- Nakasongola Military Hospital is located in Uganda Nakasongola Military Hospital

Geography
- Location: Nakasongola, Nakasongola District, Central Region, Uganda
- Coordinates: 01°23′28″N 32°29′53″E﻿ / ﻿1.39111°N 32.49806°E

Organisation
- Care system: Public
- Type: General
- Affiliated university: UPDF, Makerere University Walter Reed Project

Services
- Emergency department: III

History
- Founded: 1986

Links
- Other links: Hospitals in Uganda

= Nakasongola Military Hospital =

Military hospital in Uganda

Nakasongola Military Hospital is a military hospital in Uganda. It is the only accredited hospital in Nakasongola District.

==Location==
The hospital is located near the town of Nakasongola, in Nakasongola District, in the Central Region of Uganda, approximately 96 km, north of Bombo Military Hospital.
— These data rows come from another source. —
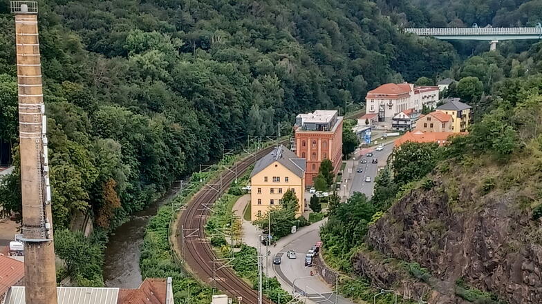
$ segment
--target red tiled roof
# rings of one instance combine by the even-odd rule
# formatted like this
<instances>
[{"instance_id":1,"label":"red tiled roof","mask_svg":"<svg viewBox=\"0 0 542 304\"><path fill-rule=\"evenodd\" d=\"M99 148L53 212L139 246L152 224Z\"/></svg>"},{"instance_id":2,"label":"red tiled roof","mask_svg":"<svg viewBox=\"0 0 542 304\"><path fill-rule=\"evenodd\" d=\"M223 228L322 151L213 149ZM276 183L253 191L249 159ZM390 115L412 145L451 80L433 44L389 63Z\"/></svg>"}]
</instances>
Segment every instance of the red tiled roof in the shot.
<instances>
[{"instance_id":1,"label":"red tiled roof","mask_svg":"<svg viewBox=\"0 0 542 304\"><path fill-rule=\"evenodd\" d=\"M404 114L405 115L410 116L410 115L411 115L412 113L413 113L413 112L414 112L414 109L408 109L408 110L404 110L404 111L403 111L402 112L403 112L403 114Z\"/></svg>"},{"instance_id":2,"label":"red tiled roof","mask_svg":"<svg viewBox=\"0 0 542 304\"><path fill-rule=\"evenodd\" d=\"M377 114L374 113L368 113L359 117L359 119L373 119L373 118L376 117L377 115Z\"/></svg>"},{"instance_id":3,"label":"red tiled roof","mask_svg":"<svg viewBox=\"0 0 542 304\"><path fill-rule=\"evenodd\" d=\"M408 94L410 90L410 85L408 83L386 83L371 90L367 92L367 94L402 95Z\"/></svg>"},{"instance_id":4,"label":"red tiled roof","mask_svg":"<svg viewBox=\"0 0 542 304\"><path fill-rule=\"evenodd\" d=\"M165 304L165 278L146 278L136 290L120 290L117 304Z\"/></svg>"},{"instance_id":5,"label":"red tiled roof","mask_svg":"<svg viewBox=\"0 0 542 304\"><path fill-rule=\"evenodd\" d=\"M413 132L409 131L397 139L395 145L395 146L399 146L407 141L412 141L415 143L438 143L439 145L442 145L448 141L449 136L454 135L465 135L466 134L466 132L423 132L420 130L414 130Z\"/></svg>"},{"instance_id":6,"label":"red tiled roof","mask_svg":"<svg viewBox=\"0 0 542 304\"><path fill-rule=\"evenodd\" d=\"M445 123L447 121L449 121L451 120L451 115L449 114L446 114L443 112L435 111L431 112L431 113L428 114L427 115L431 115L433 117L438 119L439 121Z\"/></svg>"},{"instance_id":7,"label":"red tiled roof","mask_svg":"<svg viewBox=\"0 0 542 304\"><path fill-rule=\"evenodd\" d=\"M24 263L5 256L0 256L0 295L24 277Z\"/></svg>"}]
</instances>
This is approximately 126 km north of Mulago National Referral Hospital.

==Overview==
The hospital serves as the primary healthcare facility for the various units of the UPDF occupying the 20 mi2 military complex in the district, including:

- Uganda Air Force Academy
- Nakasongola Air Forces Base
- Nakasongola Airport
- Uganda Special Forces Group
- Luweero Industries Limited
- Uganda Air Defense Division
- Uganda Marine Unit

Nakasongola Hospital is working in collaboration with the University of Connecticut, with funding from PEPFAR, to develop an anti-retroviral adherence intervention program.